Mastering The Craft Of Market Research

Paul Hague has this week been contemplating whether, after some 40 years in the market research industry, he can truly call himself a master in his chosen profession?

I used to work with a marketing trainer who introduced his session by saying “Most of the fundamentals of marketing I can teach you in three days – but it will take you a lifetime to master”.  

I was reminded of this homily recently when I heard an interview with Malcolm Gladwell, the author of best selling management books Blink and Tipping Point.  This academic and guru claimed that you must spend 10,000 hours honing your skills if you want to be a success at anything.

He backs up his theory by citing sports stars such as Boris Becker, Jonny Wilkinson, Tiger Woods and the Williams sisters, who have all become world-beaters because of the obsessive devotion they have shown to their game since childhood.

In his new book Outliers: The Story of Success, Gladwell says that if you examine the greatest athletes, entrepreneurs, musicians and scientists, you will notice they only emerged after spending at least three hours a day for ten years practicing.

He claims that the principle holds everywhere.  You can’t become a grand chess master without your 10,000 hours of homework; you need to start playing the piano at 4 if you want to début in Carnegie Hall at 15, and so on.

Of course, innate ability, work ethic, the age you start to learn and a good dose of luck all play a role, but it is the repetitive practicing of the craft that gives you mastery.

This got me thinking about market research and how long it takes to master our craft.  There are no formal apprenticeships in this job, most people fall into it and if they like it they stay, sometimes for only a few years before moving on, usually into some broader field of marketing.  Assuming that there are 200 working days in the year and we have our heads down grafting for seven hours each of those days, this means there are 1,400 working hours in a year so we should reach mastery of our craft in around seven years by applying the 10,000 hour rule. 

Of course, every hour of every day is not spent on pure market research.  In this job we spend a good deal of time solving logistical problems.  However, Gladwell has a point; it probably does take us around seven years before we have seen a wide variety of different market research problems and become good at solving them.

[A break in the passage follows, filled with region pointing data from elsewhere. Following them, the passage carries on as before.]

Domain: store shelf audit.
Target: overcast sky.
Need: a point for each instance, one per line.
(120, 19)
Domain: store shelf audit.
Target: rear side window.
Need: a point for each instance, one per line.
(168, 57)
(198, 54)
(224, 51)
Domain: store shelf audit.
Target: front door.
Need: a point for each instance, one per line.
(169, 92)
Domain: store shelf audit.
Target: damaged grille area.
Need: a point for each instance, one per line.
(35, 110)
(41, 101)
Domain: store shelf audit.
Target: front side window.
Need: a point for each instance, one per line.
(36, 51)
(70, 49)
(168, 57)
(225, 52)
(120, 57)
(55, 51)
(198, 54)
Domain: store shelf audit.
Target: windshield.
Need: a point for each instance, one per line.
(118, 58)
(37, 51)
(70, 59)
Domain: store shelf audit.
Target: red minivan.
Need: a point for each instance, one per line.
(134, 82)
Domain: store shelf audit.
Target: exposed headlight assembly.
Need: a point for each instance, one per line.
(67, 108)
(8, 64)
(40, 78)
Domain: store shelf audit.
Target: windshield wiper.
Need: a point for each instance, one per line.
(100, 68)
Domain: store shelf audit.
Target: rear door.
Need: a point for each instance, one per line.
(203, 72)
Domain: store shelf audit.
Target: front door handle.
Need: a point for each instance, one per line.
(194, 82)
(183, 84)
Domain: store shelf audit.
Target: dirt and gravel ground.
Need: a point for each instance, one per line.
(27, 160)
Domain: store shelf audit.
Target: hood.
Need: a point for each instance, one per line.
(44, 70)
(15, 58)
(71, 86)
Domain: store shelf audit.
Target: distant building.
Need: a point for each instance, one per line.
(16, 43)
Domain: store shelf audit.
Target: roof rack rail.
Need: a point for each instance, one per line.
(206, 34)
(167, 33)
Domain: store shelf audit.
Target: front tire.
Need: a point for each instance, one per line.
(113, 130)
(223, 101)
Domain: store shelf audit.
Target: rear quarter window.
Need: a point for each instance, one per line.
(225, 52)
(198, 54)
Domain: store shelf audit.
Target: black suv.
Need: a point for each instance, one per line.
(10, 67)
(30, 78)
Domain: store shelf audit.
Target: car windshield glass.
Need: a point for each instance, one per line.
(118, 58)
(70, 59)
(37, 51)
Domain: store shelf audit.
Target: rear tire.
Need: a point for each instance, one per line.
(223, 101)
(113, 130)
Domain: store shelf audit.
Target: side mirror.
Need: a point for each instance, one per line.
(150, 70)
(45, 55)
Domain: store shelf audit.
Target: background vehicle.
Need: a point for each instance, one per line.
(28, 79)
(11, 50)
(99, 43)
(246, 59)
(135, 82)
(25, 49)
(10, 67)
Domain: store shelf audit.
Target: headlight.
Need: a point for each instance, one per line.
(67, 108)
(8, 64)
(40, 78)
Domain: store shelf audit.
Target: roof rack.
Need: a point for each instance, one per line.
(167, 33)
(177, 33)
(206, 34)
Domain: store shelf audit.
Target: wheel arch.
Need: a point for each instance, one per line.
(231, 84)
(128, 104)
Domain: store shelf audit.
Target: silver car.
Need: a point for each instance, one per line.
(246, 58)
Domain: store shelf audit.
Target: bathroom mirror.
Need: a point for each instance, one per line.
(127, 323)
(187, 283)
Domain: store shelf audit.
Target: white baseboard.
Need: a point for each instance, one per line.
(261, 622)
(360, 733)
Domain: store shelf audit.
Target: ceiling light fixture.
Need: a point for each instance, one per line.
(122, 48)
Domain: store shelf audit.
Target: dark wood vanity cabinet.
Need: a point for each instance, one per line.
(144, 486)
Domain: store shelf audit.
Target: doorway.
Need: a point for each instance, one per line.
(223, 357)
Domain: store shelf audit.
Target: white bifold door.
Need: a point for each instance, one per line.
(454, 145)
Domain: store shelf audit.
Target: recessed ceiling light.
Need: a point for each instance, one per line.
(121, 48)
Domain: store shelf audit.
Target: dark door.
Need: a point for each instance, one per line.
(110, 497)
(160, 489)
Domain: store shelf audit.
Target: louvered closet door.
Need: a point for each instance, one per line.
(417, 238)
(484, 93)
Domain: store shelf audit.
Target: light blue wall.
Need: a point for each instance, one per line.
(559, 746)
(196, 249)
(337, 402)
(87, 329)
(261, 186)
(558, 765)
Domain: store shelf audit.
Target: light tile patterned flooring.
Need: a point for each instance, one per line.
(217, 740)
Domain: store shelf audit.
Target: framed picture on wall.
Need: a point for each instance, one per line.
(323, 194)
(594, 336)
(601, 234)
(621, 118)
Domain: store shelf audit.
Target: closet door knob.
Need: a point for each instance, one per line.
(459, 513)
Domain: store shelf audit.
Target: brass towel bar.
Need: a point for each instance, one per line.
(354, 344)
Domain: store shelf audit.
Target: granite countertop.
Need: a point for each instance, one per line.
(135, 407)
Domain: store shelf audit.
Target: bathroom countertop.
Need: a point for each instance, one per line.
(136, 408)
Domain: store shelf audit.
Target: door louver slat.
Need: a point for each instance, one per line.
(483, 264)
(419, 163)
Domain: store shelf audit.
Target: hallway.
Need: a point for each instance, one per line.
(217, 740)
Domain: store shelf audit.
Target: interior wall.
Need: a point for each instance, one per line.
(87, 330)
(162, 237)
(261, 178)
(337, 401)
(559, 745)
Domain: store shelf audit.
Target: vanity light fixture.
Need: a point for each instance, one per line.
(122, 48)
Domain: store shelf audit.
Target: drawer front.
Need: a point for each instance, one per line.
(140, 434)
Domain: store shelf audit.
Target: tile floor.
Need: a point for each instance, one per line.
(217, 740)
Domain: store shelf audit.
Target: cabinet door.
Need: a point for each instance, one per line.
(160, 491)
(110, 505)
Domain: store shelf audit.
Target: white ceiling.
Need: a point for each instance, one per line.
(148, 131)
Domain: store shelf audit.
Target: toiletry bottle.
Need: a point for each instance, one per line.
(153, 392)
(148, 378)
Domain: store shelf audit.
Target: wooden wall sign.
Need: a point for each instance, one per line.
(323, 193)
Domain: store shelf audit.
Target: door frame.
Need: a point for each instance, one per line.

And where does that leave someone like me?  With 40 years spent on the front line of market research, all of them at a frenetic pace, managing and doing the work, it ought to mean that I am the Yehudi Menuhin of the business.  I have done my 10,000 hours five or six times over. 

The trouble is, it doesn’t feel like it.  Every job seems more and more challenging.  This is no bad thing – in fact, it is this adrenalin rush you get from the job that has kept me interested over the years.  Certainly past experiences are helpful in giving us hints and wrinkles that we can use, but there is nearly always a new learning in every job – something that you hadn’t anticipated or that surprises you.  And whereas for a footballer the goalposts always do remain 24 feet apart, in market research they are always changing.  More emerging countries to research, more new techniques to apply, more to learn about e-research, another new software programme to master.  So, buckle down Paul, you are not there yet – there are still 9,999 hours to go.  Phew!